C'est le 17 mai dernier qu'a été rendu le jugement : SFR va devoir verser 30.000 euros de dommages et intérêts à cause de clauses jugées abusives par le TGI. Si la somme peut semble dérisoire, elle est surtout symbolique pour le laborieux travail effectué par l'UFC-Que Choisir durant quatre ans. Le TGI a ainsi reconnu que SFR n'avait pas à « s’autoriser 10% d’échec des appels, des transmissions de SMS ou de données sur son réseau, sans que sa responsabilité ne puisse être mise en cause. » L'opérateur a également été rappelé à l'ordre concernant le droit de résiliation de ses abonnés. « Les clauses prévoyant l’impossibilité de résilier sans frais en cas d’augmentation des tarifs ou d’impossibilité d’accès aux services complémentaires et/ou optionnels ont été retoquées. »

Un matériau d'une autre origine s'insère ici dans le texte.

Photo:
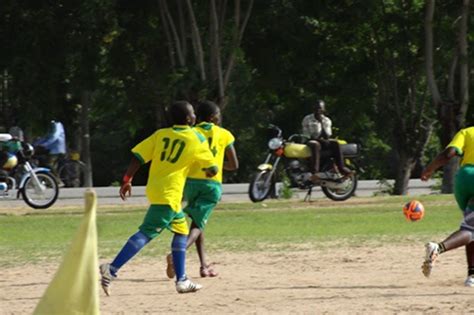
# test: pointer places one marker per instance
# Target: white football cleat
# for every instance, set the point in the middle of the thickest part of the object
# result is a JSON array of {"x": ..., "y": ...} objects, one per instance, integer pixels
[
  {"x": 431, "y": 254},
  {"x": 469, "y": 281}
]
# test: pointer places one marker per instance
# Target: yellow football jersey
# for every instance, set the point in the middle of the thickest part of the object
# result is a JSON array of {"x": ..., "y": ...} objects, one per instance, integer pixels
[
  {"x": 463, "y": 142},
  {"x": 219, "y": 139},
  {"x": 171, "y": 152}
]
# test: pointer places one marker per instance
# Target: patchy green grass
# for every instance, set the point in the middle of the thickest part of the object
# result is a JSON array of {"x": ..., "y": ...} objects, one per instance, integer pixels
[{"x": 276, "y": 225}]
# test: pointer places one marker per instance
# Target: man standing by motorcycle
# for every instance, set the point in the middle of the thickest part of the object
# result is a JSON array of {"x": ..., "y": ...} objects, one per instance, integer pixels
[
  {"x": 55, "y": 144},
  {"x": 318, "y": 127}
]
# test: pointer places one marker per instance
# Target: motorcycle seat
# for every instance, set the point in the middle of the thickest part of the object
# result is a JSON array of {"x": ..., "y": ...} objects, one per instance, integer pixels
[{"x": 350, "y": 149}]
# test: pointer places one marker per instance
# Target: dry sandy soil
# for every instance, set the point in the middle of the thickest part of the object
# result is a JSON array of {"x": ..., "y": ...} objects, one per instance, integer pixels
[{"x": 345, "y": 280}]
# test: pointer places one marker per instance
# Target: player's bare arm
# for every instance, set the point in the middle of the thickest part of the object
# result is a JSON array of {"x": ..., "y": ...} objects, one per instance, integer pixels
[
  {"x": 232, "y": 162},
  {"x": 440, "y": 160},
  {"x": 126, "y": 187}
]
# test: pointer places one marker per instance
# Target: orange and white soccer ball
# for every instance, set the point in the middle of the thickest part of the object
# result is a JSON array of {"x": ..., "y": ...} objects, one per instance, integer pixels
[{"x": 414, "y": 210}]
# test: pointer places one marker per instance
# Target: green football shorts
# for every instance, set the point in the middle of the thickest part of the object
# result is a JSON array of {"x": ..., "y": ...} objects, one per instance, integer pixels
[
  {"x": 201, "y": 196},
  {"x": 464, "y": 186},
  {"x": 160, "y": 217}
]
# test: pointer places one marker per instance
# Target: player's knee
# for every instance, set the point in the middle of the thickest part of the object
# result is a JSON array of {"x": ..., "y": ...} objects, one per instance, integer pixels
[
  {"x": 468, "y": 223},
  {"x": 179, "y": 242},
  {"x": 139, "y": 239}
]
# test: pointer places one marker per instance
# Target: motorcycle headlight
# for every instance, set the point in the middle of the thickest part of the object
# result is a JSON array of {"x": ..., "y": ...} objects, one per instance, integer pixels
[
  {"x": 275, "y": 143},
  {"x": 28, "y": 150}
]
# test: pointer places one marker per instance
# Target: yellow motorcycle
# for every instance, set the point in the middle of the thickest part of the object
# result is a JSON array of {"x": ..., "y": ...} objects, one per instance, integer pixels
[{"x": 295, "y": 155}]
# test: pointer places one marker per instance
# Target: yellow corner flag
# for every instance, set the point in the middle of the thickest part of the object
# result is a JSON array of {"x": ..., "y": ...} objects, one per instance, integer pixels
[{"x": 74, "y": 289}]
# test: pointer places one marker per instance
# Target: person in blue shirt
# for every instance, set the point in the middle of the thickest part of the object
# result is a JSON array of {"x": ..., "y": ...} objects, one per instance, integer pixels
[{"x": 54, "y": 142}]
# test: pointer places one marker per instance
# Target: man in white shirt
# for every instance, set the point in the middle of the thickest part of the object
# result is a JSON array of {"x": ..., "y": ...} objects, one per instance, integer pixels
[{"x": 318, "y": 128}]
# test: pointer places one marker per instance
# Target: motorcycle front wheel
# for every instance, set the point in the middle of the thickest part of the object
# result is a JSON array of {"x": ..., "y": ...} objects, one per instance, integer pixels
[
  {"x": 260, "y": 186},
  {"x": 40, "y": 197}
]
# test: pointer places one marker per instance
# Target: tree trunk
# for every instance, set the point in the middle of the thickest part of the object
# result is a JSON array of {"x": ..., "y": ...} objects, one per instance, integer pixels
[
  {"x": 216, "y": 53},
  {"x": 406, "y": 164},
  {"x": 432, "y": 85},
  {"x": 463, "y": 66},
  {"x": 86, "y": 155},
  {"x": 196, "y": 39}
]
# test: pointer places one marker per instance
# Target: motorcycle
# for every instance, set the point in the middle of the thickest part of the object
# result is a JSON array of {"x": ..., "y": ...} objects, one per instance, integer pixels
[
  {"x": 295, "y": 155},
  {"x": 36, "y": 185}
]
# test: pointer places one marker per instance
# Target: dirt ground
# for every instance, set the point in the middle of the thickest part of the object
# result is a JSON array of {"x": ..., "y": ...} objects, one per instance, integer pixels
[{"x": 330, "y": 280}]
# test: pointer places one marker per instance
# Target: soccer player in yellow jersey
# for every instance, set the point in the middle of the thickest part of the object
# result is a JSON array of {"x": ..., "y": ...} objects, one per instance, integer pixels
[
  {"x": 171, "y": 152},
  {"x": 461, "y": 145},
  {"x": 201, "y": 193}
]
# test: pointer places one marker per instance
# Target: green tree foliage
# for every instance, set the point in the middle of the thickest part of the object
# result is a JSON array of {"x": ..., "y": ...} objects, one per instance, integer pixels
[{"x": 364, "y": 58}]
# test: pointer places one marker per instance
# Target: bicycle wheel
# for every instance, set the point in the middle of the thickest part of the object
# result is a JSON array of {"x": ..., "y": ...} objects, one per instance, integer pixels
[
  {"x": 72, "y": 173},
  {"x": 40, "y": 196}
]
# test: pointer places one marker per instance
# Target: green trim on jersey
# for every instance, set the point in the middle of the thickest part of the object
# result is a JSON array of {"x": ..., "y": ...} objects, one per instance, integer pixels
[
  {"x": 139, "y": 157},
  {"x": 201, "y": 181},
  {"x": 160, "y": 217},
  {"x": 205, "y": 125},
  {"x": 464, "y": 186},
  {"x": 200, "y": 136}
]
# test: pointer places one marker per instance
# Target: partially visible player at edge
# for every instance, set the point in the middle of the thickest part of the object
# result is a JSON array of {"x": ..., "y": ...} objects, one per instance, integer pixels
[
  {"x": 202, "y": 194},
  {"x": 461, "y": 145},
  {"x": 171, "y": 152}
]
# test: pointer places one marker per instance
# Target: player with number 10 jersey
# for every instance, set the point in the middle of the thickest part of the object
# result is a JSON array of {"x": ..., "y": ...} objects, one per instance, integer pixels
[{"x": 171, "y": 152}]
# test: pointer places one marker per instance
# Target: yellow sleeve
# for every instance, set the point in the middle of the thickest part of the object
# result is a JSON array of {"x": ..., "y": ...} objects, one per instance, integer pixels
[
  {"x": 458, "y": 142},
  {"x": 230, "y": 138},
  {"x": 145, "y": 149}
]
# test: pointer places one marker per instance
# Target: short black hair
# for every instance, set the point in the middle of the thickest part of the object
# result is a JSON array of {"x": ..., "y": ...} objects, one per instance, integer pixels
[
  {"x": 179, "y": 112},
  {"x": 206, "y": 110}
]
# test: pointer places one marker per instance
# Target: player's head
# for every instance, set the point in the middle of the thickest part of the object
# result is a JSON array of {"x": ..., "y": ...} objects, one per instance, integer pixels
[
  {"x": 319, "y": 107},
  {"x": 182, "y": 113},
  {"x": 208, "y": 111}
]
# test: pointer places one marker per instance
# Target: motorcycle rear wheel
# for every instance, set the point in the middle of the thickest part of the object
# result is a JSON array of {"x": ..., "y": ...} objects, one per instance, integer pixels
[
  {"x": 341, "y": 195},
  {"x": 261, "y": 186},
  {"x": 46, "y": 198}
]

Le TGI a aussi considéré comme illicite une clause de SFR prévoyant une interruption de plus de 4 heures du service en cas de portabilité du numéro. L'opérateur a également rappelé à l'ordre concernant la continuité de service. « La clause par laquelle SFR laissait croire à ses utilisateurs que l’interruption de son service n’ouvre droit qu’à une indemnisation dérisoire a été déclarée abusive dès lors que l’abonné est en droit de demander la réparation totale de son préjudice. »

Au final, ce sont pour 22 clauses jugées abusives et/ou illicites que SFR a été condamné. Si SFR-Que Choisir se félicite de ce jugement, l'association rappelle néanmoins l'opérateur peut faire appel de ce jugement.